Necrotising Enterocolitis (NEC)

First described over a century ago necrotising enterocolitis (NEC) is now the most common gastrointestinal emergency occurring in neonates. It is an acquired disorder with a mortality as high as 50% (10-44% in infants less than 1500 g, 0-20% in infants over 2500 g). Prematurity and low birthweight are the most important risk factors. This is particularly poignant because:

• It mainly affects premature infants who having survived a difficult neonatal period then confront a disease with high morbidity and mortality.
• With obstetric advances more very low birth weight infants survive the neonatal period increasing the population at risk of NEC.

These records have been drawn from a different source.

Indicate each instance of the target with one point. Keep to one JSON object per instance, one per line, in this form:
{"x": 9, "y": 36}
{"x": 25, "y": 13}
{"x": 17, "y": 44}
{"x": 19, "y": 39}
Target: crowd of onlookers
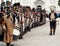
{"x": 22, "y": 17}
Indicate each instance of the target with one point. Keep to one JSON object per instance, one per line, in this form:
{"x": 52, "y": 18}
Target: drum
{"x": 16, "y": 34}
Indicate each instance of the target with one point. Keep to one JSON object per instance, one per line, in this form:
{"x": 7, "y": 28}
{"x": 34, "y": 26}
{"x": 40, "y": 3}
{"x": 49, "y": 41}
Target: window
{"x": 52, "y": 1}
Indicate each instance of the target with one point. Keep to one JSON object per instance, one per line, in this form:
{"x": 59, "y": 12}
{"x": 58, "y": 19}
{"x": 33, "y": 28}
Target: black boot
{"x": 21, "y": 37}
{"x": 54, "y": 32}
{"x": 50, "y": 33}
{"x": 8, "y": 44}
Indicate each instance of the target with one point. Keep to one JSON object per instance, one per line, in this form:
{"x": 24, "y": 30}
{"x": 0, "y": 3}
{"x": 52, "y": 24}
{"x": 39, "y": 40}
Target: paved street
{"x": 39, "y": 37}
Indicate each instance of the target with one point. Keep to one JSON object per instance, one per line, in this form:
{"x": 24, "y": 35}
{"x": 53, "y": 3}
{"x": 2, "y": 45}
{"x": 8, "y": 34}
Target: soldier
{"x": 8, "y": 29}
{"x": 52, "y": 17}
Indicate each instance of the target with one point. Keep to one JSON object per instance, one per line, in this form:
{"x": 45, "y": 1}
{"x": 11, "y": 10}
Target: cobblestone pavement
{"x": 39, "y": 37}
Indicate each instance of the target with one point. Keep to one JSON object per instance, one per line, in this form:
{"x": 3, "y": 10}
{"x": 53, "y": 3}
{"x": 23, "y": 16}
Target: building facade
{"x": 46, "y": 4}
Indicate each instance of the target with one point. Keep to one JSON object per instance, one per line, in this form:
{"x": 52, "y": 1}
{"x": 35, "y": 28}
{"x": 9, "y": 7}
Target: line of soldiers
{"x": 18, "y": 16}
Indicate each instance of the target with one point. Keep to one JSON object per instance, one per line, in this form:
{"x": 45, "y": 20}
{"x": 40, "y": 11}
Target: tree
{"x": 59, "y": 2}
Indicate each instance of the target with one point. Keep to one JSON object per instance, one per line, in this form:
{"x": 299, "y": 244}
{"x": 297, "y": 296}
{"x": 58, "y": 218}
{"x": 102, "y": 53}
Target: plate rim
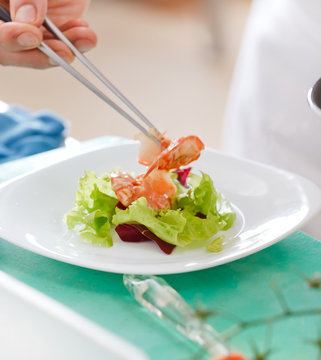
{"x": 305, "y": 183}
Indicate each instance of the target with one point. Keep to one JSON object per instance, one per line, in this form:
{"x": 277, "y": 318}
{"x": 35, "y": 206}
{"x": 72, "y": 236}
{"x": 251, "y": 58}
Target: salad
{"x": 168, "y": 204}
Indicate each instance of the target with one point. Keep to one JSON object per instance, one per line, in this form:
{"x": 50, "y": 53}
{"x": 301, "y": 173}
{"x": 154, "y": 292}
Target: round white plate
{"x": 270, "y": 204}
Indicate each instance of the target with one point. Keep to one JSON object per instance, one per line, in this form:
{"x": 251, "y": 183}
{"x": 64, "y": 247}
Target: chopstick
{"x": 150, "y": 131}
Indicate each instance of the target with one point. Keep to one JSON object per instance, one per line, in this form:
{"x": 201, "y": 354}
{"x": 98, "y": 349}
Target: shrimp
{"x": 149, "y": 150}
{"x": 180, "y": 152}
{"x": 123, "y": 185}
{"x": 157, "y": 188}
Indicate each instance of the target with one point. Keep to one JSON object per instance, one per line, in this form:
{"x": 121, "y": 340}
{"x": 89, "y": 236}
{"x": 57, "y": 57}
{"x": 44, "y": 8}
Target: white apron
{"x": 268, "y": 118}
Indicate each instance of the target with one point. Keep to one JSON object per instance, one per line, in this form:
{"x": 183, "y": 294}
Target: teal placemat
{"x": 268, "y": 294}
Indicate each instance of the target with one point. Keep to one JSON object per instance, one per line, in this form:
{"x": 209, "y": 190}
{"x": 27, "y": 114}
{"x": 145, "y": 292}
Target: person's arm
{"x": 20, "y": 38}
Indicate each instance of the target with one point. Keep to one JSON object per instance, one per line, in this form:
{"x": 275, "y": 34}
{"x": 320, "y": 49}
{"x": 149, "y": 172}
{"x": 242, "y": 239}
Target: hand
{"x": 20, "y": 38}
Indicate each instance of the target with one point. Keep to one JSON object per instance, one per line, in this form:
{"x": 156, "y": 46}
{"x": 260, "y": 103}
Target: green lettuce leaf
{"x": 93, "y": 209}
{"x": 166, "y": 224}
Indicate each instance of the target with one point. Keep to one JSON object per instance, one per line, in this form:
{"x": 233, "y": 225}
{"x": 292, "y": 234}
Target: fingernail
{"x": 26, "y": 14}
{"x": 84, "y": 49}
{"x": 28, "y": 40}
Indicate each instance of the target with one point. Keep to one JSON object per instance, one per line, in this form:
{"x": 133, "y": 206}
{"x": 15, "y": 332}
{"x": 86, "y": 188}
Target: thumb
{"x": 28, "y": 11}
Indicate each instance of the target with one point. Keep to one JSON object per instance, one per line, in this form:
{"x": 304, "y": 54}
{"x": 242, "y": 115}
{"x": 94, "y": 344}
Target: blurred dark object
{"x": 24, "y": 133}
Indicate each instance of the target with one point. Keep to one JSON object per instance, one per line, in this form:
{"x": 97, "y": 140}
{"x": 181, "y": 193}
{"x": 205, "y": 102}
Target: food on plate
{"x": 168, "y": 204}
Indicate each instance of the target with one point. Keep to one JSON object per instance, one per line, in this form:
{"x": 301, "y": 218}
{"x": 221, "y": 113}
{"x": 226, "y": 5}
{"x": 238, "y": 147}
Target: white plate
{"x": 270, "y": 204}
{"x": 33, "y": 326}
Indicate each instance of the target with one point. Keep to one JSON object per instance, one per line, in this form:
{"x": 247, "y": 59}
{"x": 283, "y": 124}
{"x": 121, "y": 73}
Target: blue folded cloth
{"x": 24, "y": 132}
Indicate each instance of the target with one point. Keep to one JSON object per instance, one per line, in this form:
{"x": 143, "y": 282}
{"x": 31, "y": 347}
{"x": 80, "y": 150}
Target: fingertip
{"x": 32, "y": 12}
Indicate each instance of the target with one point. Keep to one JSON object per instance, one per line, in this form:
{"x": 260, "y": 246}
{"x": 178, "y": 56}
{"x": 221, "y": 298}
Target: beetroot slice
{"x": 121, "y": 206}
{"x": 182, "y": 175}
{"x": 200, "y": 215}
{"x": 135, "y": 232}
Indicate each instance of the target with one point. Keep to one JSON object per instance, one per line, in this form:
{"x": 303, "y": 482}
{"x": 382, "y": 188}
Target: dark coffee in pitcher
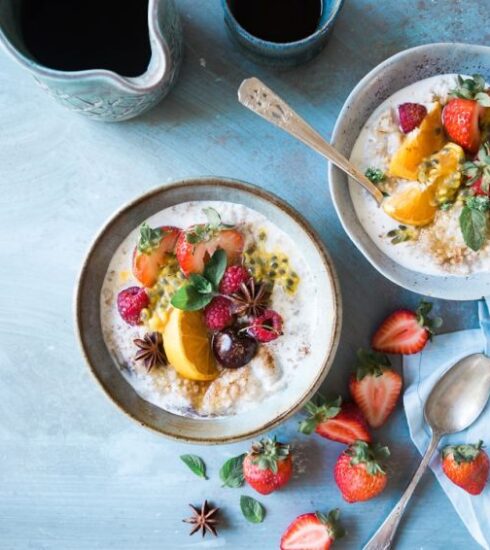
{"x": 75, "y": 35}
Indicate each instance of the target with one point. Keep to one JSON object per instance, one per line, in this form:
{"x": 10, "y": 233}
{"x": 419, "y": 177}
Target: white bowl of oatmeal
{"x": 191, "y": 355}
{"x": 429, "y": 249}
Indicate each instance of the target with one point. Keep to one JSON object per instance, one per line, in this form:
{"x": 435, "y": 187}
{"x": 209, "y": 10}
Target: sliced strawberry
{"x": 152, "y": 252}
{"x": 406, "y": 332}
{"x": 375, "y": 387}
{"x": 461, "y": 118}
{"x": 333, "y": 420}
{"x": 196, "y": 245}
{"x": 410, "y": 116}
{"x": 312, "y": 532}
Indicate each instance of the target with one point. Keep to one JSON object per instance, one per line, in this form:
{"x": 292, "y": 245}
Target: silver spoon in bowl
{"x": 260, "y": 99}
{"x": 454, "y": 403}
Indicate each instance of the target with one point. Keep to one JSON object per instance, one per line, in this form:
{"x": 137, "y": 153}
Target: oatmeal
{"x": 227, "y": 349}
{"x": 434, "y": 216}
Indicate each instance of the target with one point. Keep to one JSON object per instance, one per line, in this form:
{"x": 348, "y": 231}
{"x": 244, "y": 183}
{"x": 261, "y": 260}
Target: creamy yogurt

NEC is rare in term babies as a whole, but these account for 10% of cases. In term babies the initiating events are different and it it often associated with underlying disorders. Despite a lot of research over many years the aetiology remains elusive. It involves serious intestinal injury following a combination of vascular, mucosal, toxic, and possibly other insults to a relatively immature gut.¹ Diagnosis and treatment remain very difficult and challenging.²

• The most frequent gastrointestinal emergency in neonates³
• Few population or multicentre studies but frequency ranges from 1% to 5% of neonatal intensive care unit (NICU) admissions.
• Incidence of 0.5 to 5 patients per 1000 live births.
• Incidence and mortality increase in inverse proportion to birthweight and gestational age.²
• Only one study has reported a decline in the rate of disease in very low birth weight (VLBW) infants.⁴
• 10% of NEC occurs in full term infants.
• In full term infants NEC is usually associated with predisposing or underlying disorders:
  • Perinatal asphyxia.
  • Polycythaemia.
  • Respiratory distress.
  • Congenital anomalies (myelomeningocoele, congenital heart disease).
• There is no consistent association between gender and rates of NEC.
• However male VLBW babies have a higher mortality.
• Mortality is higher in black infants with NEC (even when matching for birthweight and other characteristics).
• Average yearly infant death rate from NEC has been reported as 12.4 deaths per 100,000 live births.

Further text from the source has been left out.